It is quite clear that despite the legal submissions on behalf of the plaintiff, this is exactly the case - these proceedings raise the same issue.
34. In the initial Circuit Court proceedings Record No. 105/2002, the lessor Mr. Malone sued both the plaintiff and his father. On the application of the Mulrooney’s former solicitors, a third party being Shee & Hawe auctioneers were joined in these proceedings.
35. When the matter came to trial the order of the Circuit Court records that the third party issues between the Mulrooney’s on the one hand and Shee & Hawe on the other had been settled so that no order was required. The substantive proceedings between the Malone and the Mulrooney’s went ahead and the circuit judge determined that the lease was for a period of five years. The plaintiff and his father appealed that decision. Proceedings were settled on the 5th of November, 2005 for slightly more than the Circuit Court had awarded (€12,436.82). In the settlement the figure was €13,500.00 inclusive of costs. This sum was actually paid to Mr. Malone.
36. In 2008 the plaintiff in this case brought proceedings in the Circuit Court arising out of much the same matters. These proceedings were dismissed by order of the Circuit Court on 11th of November, 2008 on the basis that the civil bill failed to disclose a cause of action and that the proceedings were found to be frivolous and vexatious. In 2008, Judge McDonagh of the Circuit Court had already identified that proceedings in relation to this matter were frivolous and vexatious.
37. In 2011, the father of the plaintiff issued proceedings against the following persons:-
(1) John Shee & Company Solicitors;
(2) Kieran Cleary;
(3) Sinead Cleary;
(4) Oliver Ryan Purcell Solicitors;
(5) Lynch and Partner Solicitors;
(6) Kieran O’Carroll;
(7) Michael O’Brien;
(8) Clionna Cleary;
(9) Randal Hill;
(10) David Humphreys;
(11) Frank Quirke;
(12) Kevin Byrne;
(13) Jack Hickey;
(14) David Kennedy;
(15) Victor Shee;
(16) David Shee;
(17) J.J. Shelly;
(18) Shee & Hawe Limited;
(19) Edward Malone;
(20) Glanbia Foods Society Limited;
(21) the Minister for Agriculture & Food;
(22) the Garda Commissioner;
(23) the Garda Bureau Fraud Investigation; and
(24) the Minister for Justice, Equality and Law Reform.
38. In an affidavit seeking discovery against John Shee and Company, the plaintiff makes reference to the fact that he had appointed a forensic document expert in the United Kingdom as he had been dissatisfied with the previous forensic investigations carried out by An Garda Síochána. The Master refused to grant discovery and Mr. Mulrooney brought the matter before the High Court by motion returnable on the 30th of May, 2011.
39. It appears that the Master had refused an order of discovery because the Master took the view that these proceedings could not be maintained as a result of the settlement of the previous proceedings in the Circuit Court (this Court’s emphasis).

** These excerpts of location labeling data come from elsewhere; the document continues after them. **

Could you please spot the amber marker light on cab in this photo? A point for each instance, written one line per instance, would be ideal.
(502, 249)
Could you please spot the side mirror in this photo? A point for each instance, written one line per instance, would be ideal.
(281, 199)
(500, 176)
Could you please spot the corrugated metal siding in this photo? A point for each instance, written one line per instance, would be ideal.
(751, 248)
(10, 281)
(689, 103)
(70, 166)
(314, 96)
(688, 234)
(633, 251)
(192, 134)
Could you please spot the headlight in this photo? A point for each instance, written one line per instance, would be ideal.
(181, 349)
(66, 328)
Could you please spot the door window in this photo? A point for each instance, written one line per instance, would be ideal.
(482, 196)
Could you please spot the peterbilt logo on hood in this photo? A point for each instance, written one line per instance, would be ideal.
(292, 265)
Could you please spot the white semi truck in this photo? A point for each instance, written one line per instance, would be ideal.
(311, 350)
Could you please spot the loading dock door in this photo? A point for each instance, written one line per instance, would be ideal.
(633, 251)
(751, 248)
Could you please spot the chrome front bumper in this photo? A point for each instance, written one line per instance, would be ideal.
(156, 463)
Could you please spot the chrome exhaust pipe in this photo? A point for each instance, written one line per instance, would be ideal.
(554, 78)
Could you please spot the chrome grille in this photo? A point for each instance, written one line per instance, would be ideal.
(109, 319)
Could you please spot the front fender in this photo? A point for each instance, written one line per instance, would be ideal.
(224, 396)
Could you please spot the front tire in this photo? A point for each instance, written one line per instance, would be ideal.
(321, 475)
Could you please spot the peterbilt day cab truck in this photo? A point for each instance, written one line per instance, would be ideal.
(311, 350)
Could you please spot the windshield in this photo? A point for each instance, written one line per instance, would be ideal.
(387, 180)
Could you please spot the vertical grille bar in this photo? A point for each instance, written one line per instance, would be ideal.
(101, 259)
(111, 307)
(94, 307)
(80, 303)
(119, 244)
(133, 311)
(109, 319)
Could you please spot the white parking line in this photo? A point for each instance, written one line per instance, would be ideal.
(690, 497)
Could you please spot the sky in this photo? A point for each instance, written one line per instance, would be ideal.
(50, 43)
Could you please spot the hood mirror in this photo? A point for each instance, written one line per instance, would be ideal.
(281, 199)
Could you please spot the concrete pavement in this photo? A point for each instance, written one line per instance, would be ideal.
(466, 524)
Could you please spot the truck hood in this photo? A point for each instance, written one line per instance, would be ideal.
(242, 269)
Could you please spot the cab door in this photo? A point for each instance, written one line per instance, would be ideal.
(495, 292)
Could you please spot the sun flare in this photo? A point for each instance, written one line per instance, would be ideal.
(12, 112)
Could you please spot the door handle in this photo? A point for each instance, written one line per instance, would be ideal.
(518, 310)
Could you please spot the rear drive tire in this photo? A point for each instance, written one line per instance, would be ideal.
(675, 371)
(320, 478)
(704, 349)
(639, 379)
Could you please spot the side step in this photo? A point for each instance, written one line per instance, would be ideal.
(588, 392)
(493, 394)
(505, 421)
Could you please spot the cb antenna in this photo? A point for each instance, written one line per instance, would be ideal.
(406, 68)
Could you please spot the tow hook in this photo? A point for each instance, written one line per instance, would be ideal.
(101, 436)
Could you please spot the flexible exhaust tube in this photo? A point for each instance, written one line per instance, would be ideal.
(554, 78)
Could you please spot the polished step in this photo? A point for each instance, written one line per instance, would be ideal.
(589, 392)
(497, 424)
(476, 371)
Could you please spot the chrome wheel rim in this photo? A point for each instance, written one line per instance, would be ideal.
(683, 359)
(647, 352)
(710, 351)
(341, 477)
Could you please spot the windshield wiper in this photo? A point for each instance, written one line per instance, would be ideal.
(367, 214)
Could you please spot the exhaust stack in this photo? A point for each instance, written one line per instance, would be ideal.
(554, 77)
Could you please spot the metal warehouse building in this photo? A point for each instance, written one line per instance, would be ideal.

40. In his ground affidavit in respect of the appeal from the Master’s refusal to order discovery, Mr. Mulrooney stated that he knew “that any case can be reopened on the production of new evidence which is also supported by confirmation from Revenue that my allegations, including that of fraud where the lease document was altered, are correct”.
41. Motions to dismiss proceedings were brought by various defendants. One such motion was brought by John Shee and Company, Victor Shee, David Shee, Shee & Hawe and Mr. Malone. That application was successful, in that the proceedings against those five named defendants were struck out. A separate but similar motion was brought on behalf of other defendants, and that motion was also successful but has not been appealed.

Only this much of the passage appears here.